Computer Science Program, Computer, Electrical and Mathematical Sciences and Engineering (CEMSE) Division, King Abdullah University of Science and Technology (KAUST), Thuwal 23955-6900, Kingdom of Saudi Arabia.
Center of Excellence on Smart Health, King Abdullah University of Science and Technology (KAUST), Thuwal 23955-6900, Kingdom of Saudi Arabia.
Genome Res. 2024 Sep 20;34(8):1174-1184. doi: 10.1101/gr.279274.124.
Chromatin loop identification plays an important role in molecular biology and 3D genomics research, as it constitutes a fundamental process in transcription and gene regulation. Such precise chromatin structures can be identified across genome-wide interaction matrices via Hi-C data analysis, which is essential for unraveling the intricacies of transcriptional regulation.

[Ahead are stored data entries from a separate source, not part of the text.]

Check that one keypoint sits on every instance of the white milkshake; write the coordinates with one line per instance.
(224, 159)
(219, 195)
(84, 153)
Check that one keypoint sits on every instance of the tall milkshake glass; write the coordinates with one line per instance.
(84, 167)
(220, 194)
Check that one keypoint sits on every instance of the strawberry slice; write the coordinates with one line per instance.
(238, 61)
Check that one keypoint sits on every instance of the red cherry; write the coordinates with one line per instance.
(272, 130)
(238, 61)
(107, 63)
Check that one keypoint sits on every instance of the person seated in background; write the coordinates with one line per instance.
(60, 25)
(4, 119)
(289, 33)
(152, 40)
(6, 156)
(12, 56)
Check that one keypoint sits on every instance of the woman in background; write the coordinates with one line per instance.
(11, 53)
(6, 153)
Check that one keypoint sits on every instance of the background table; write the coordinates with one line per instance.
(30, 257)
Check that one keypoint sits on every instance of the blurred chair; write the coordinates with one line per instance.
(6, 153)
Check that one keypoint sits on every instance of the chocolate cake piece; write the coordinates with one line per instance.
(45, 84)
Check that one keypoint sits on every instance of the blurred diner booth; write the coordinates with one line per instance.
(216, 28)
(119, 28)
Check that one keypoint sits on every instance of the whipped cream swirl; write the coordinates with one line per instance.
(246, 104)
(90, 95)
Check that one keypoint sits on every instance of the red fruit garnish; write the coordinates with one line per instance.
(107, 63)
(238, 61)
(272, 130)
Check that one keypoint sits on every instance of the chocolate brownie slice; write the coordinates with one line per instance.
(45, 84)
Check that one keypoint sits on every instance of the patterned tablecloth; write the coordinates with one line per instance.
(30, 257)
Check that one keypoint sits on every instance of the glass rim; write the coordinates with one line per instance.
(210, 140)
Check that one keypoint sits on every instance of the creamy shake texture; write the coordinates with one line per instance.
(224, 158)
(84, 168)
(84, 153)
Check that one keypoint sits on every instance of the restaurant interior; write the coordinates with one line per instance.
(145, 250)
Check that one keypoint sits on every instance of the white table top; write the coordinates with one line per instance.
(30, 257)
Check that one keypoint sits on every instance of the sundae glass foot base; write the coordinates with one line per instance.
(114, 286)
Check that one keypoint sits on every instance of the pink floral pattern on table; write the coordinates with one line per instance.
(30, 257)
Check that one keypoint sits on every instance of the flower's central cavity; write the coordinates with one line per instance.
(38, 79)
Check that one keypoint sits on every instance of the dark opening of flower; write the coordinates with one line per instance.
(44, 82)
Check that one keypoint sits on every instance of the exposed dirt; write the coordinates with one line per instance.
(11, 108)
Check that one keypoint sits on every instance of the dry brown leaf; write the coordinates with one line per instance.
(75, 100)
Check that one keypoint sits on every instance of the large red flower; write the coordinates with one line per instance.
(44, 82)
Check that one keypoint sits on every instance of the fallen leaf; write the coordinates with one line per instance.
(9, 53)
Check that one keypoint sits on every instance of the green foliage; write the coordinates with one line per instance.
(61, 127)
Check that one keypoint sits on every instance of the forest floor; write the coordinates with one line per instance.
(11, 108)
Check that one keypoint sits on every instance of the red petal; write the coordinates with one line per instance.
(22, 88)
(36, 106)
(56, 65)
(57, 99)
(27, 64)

Given the increasing number of genome-wide contact maps, derived from both in situ Hi-C and single-cell Hi-C experiments, there is a pressing need for efficient and resilient algorithms capable of processing data from diverse experiments rapidly and adaptively. Here, we propose YOLOOP, a novel detection-based framework that is different from the conventional paradigm. YOLOOP stands out for its speed, surpassing the performance of previous state-of-the-art (SOTA) chromatin loop detection methods. It achieves a 30-fold acceleration compared with classification-based methods, up to 20-fold acceleration compared with the SOTA kernel-based framework, and a fivefold acceleration compared with statistical algorithms. Furthermore, the proposed framework is capable of generalizing across various cell types, multiresolution Hi-C maps, and diverse experimental protocols. Compared with the existing paradigms, YOLOOP shows up to a 10% increase in recall and a 15% increase in F1-score, particularly noteworthy in the GM12878 cell line. YOLOOP also offers fast adaptability with straightforward fine-tuning, making it readily applicable to extremely sparse single-cell Hi-C contact maps. It maintains its exceptional speed, completing genome-wide detection at a 10 kb resolution for a single-cell contact map within 1 min and for a 900-cell-superimposed contact map within 3 min, enabling fast analysis of large-scale single-cell data.
染色质环识别在分子生物学和 3D 基因组学研究中起着重要作用,因为它是转录和基因调控的基本过程。通过 Hi-C 数据分析可以在全基因组相互作用矩阵中识别这种精确的染色质结构,这对于揭示转录调控的复杂性至关重要。鉴于越来越多的全基因组接触图谱,无论是来自原位 Hi-C 还是单细胞 Hi-C 实验,都迫切需要能够快速自适应地处理来自不同实验的数据的高效和弹性算法。在这里,我们提出了 YOLOOP,这是一种不同于传统范例的基于检测的新框架。YOLOOP 的速度很快,超过了以前的最先进(SOTA)染色质环检测方法的性能。与基于分类的方法相比,它的速度提高了 30 倍,与基于核的 SOTA 框架相比,速度提高了 20 倍,与统计算法相比,速度提高了 5 倍。此外,该框架能够跨各种细胞类型、多分辨率 Hi-C 图谱和不同的实验方案进行泛化。与现有的范例相比,YOLOOP 在 GM12878 细胞系中,召回率提高了 10%,F1 得分提高了 15%,这是特别值得注意的。YOLOOP 还具有快速适应能力,只需进行简单的微调,即可轻松应用于极其稀疏的单细胞 Hi-C 接触图谱。它保持了其出色的速度,在 1 分钟内完成全基因组检测,分辨率为 10 kb,在 3 分钟内完成 900 个细胞叠加的接触图谱检测,从而能够快速分析大规模的单细胞数据。